Are these caveate still valid for core.memoize?


@UEQGQ6XH7 core.memoize was designed to use the core.cache API correctly, although it did have a nasty bug with TTL cache handling (which I fixed last year).

David Pham16:07:32

So we could say that memoize is a higher level and safer API?


core.memoize is for memoizing functions. It uses core.cache behind the scenes, but just as an implementation detail.


Perhaps a stupid question about clojure.core.cache.wrapped/lookup-or-miss and caching in general. Why does it attempt to put a newly computed value in the cache 10 times and why does it return nil if it fails? Why not just compute the value once, "try to cache and forget", and return the value?

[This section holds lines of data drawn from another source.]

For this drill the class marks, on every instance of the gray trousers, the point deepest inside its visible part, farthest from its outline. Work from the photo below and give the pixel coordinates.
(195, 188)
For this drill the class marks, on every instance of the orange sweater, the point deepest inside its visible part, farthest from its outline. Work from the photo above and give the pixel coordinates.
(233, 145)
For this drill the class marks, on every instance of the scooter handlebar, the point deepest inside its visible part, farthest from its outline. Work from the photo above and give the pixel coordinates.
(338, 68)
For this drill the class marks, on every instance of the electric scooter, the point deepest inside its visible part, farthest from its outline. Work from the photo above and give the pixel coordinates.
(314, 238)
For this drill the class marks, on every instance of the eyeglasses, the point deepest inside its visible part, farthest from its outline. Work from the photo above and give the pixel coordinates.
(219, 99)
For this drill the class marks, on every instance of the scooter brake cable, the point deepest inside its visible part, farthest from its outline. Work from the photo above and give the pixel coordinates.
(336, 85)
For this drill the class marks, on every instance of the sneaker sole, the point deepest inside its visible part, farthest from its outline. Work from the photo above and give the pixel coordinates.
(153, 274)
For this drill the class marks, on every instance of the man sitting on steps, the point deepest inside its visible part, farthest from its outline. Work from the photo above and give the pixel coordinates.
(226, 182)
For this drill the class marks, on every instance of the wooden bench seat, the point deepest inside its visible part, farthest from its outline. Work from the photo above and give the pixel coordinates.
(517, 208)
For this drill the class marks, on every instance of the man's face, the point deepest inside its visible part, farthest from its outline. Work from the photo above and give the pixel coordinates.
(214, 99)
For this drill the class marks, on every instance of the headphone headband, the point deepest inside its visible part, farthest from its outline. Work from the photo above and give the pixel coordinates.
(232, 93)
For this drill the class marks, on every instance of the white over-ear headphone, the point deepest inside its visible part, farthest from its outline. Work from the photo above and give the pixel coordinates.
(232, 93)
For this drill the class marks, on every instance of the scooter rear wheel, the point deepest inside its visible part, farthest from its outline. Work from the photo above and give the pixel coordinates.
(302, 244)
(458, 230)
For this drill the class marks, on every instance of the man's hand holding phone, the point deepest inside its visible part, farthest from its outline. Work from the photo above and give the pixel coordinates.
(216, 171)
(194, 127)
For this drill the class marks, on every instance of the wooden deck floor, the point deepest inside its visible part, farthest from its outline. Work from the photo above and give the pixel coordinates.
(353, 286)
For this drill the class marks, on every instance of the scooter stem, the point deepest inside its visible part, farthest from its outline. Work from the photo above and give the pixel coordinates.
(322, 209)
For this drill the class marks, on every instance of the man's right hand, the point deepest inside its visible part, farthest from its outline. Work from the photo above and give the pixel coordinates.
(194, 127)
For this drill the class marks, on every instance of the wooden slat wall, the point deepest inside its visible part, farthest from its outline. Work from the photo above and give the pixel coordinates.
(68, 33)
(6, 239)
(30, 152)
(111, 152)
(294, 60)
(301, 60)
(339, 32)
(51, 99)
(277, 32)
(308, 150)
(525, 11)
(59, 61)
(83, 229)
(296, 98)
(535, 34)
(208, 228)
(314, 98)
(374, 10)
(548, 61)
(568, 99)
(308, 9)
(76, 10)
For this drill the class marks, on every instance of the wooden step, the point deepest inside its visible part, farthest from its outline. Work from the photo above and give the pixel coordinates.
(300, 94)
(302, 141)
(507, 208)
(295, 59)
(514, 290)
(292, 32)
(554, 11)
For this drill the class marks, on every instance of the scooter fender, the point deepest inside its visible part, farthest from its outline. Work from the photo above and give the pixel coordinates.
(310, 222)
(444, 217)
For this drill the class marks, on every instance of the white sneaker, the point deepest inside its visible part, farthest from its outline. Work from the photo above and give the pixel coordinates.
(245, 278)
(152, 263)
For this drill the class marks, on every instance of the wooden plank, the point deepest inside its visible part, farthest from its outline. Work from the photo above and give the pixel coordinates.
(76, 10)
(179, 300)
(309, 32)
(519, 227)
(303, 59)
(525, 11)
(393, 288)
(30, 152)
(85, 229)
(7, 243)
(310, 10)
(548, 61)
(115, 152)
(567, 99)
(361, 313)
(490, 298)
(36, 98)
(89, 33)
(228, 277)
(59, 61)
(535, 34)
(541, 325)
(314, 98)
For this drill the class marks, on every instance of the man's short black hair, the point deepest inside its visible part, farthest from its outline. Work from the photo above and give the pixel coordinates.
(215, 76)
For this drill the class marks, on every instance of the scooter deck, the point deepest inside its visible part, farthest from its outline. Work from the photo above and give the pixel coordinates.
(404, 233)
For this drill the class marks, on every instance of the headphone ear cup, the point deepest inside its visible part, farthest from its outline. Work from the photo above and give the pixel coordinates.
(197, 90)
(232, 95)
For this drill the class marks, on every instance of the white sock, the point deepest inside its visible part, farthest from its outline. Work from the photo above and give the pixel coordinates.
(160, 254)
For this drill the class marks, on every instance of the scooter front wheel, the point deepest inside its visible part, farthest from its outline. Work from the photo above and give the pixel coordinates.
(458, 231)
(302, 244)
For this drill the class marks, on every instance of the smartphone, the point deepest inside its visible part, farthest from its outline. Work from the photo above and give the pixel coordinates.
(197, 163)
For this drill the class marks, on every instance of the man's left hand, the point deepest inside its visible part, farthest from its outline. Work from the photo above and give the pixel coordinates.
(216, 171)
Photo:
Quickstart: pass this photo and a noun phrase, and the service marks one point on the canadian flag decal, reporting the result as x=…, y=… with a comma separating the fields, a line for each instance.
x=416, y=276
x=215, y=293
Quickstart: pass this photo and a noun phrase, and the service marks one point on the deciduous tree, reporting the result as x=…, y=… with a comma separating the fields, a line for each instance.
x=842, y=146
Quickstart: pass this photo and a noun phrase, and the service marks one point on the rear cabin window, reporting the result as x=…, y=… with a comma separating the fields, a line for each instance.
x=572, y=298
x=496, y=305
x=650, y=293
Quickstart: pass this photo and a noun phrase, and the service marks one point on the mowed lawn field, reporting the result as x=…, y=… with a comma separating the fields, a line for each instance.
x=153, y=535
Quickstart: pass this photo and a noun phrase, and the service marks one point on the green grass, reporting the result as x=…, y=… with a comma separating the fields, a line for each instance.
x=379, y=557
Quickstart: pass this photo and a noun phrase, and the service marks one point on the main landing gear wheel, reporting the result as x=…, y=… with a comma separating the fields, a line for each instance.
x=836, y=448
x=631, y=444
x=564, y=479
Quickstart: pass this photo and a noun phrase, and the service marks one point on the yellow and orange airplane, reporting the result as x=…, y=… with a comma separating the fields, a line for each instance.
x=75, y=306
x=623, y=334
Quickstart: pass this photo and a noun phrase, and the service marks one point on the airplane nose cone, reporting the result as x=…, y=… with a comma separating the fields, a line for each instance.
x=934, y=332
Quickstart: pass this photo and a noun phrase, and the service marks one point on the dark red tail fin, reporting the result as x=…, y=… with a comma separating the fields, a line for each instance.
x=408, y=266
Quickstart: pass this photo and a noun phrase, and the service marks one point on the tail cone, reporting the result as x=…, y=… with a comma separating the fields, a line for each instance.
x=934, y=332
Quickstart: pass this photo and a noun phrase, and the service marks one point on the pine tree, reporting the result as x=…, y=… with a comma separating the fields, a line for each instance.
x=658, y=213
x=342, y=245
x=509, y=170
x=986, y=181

@U2FRKM4TW In the normal case, it would only attempt that once. There are some caches that have pathological edge cases where this repeated attempt is necessary. TTL caches, for example, have an edge case where they can return true from has? and then immediately fail on lookup -- and return a nil value even when you supply a "not found" value.


This is a problem that core.memoize works around in the same way.


You do not want the computation done at all if it is already in the cache.


Thanks. I'm afraid I still don't understand how having retries with value reevaluation could help TTL caches. But after reading some docstrings in clojure.core.cache, I realized that they make me even more confused. So maybe some other time. :)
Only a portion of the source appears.